破阵(第2页)
林照在对面坐下。她打量着这位玄霄阁的内门长老——鹤发童颜,眼神清澈,手指修长,沏茶的动作行云流水,有种说不出的韵律感。
茶沏好了。鹤松真人推过一杯:“尝尝。后山自种的云雾茶,别处喝不到。”
林照端起茶杯。茶汤清亮,香气扑鼻。她抿了一口,微苦,回甘,确实好茶。
“知道我为什么叫你来吗?”鹤松真人问。
林照摇头。
“因为你选了最难的路。”鹤松真人看着她,“荆棘路,三千七百四十二人,只有七人选。
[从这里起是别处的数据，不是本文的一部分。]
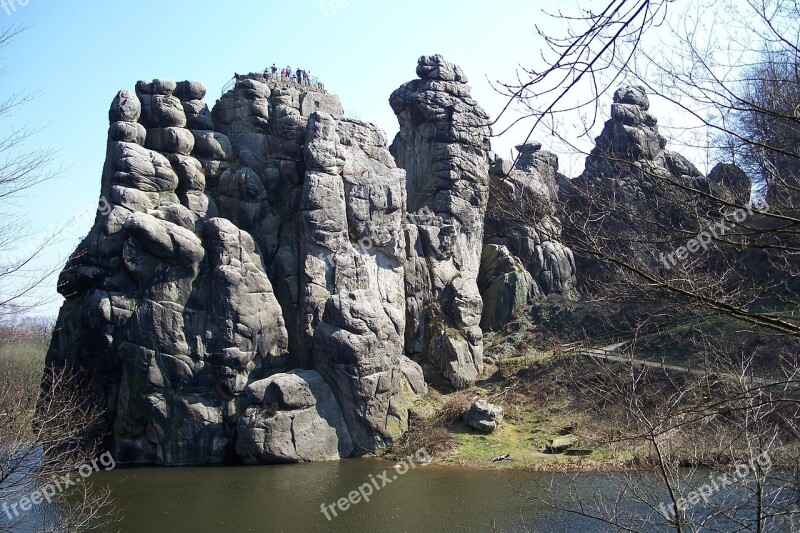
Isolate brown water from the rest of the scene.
[89,459,620,533]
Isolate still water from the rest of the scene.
[93,459,620,533]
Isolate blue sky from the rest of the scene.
[0,0,564,314]
[0,0,692,314]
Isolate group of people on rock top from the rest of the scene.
[264,63,313,85]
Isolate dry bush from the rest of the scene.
[0,367,114,531]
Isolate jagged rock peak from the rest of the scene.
[417,54,469,83]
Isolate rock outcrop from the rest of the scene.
[47,56,574,465]
[479,143,577,329]
[389,55,491,388]
[48,69,426,464]
[462,400,503,433]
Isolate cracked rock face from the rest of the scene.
[389,55,491,388]
[47,56,512,465]
[479,143,577,329]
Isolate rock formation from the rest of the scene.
[478,143,577,329]
[47,56,574,464]
[389,55,491,387]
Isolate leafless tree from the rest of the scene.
[494,0,800,531]
[0,26,113,531]
[0,26,63,318]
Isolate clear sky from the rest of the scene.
[0,0,700,314]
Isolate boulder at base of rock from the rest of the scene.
[236,370,353,464]
[464,400,503,433]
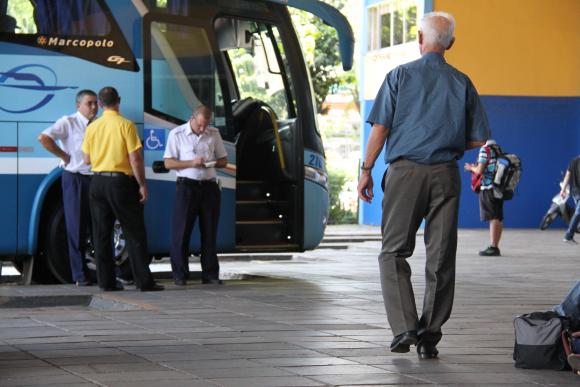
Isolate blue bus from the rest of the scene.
[0,0,354,283]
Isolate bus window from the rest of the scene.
[221,22,296,120]
[0,0,111,36]
[150,21,226,133]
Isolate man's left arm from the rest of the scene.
[214,129,228,168]
[465,80,491,149]
[129,148,149,203]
你是其中之一。”
“最难的路,不一定是错的路。”林照说。
云鹤真人笑了:“说得好。但我要问的是:你为什么选那条路?”
林照沉默。这个问题,她在路上问过自己很多遍。现在要回答别人,反而不知从何说起。
“因为……真实。”她最终说,“麦田路太美,太温暖,但那是假的。鲜花路太顺,太安逸,但那是诱饵。只有荆棘路,虽然难走,但每一步都是真的——刺是真的,痛是真的,走出来的路,也是真的。”
鹤松真人点头:“那你觉得,什么是‘真’?”
这个问题更大了。林照想了很久,想起晒谷观的麦子,想起老谷头的话,想起周言的画,想起沈不言的剑。
“能摸得到,能闻得到,能为之流汗、流泪的,就是真。”她说,“就像种麦子,你要翻土,要撒种,要除草,要收割。每一步都要出力,每一季都要等待。最后长出来的麦子,蒸出来的馒头,吃进嘴里的滋味——那就是真。”
鹤松真人眼中闪过一丝赞许:“你是晒谷观出来的?”
“是。”
“谷长青是你什么人?”
林照心头一震:“是……我师父。”
“果然。”云鹤真人叹息,“也只有他,能教出你这样的弟子。”他喝了口茶,“我与你师父,是旧识。百年前,我们一起游历过。”
林照屏住呼吸。
“他是个怪人。”云鹤真人望向窗外,眼神渺远,“当年我们都追求飞升,追求长生,追求无上大道。只有他说:道在脚下,不在天上。我们都笑他傻,笑他放着通天路不走,偏要留在凡间种地。”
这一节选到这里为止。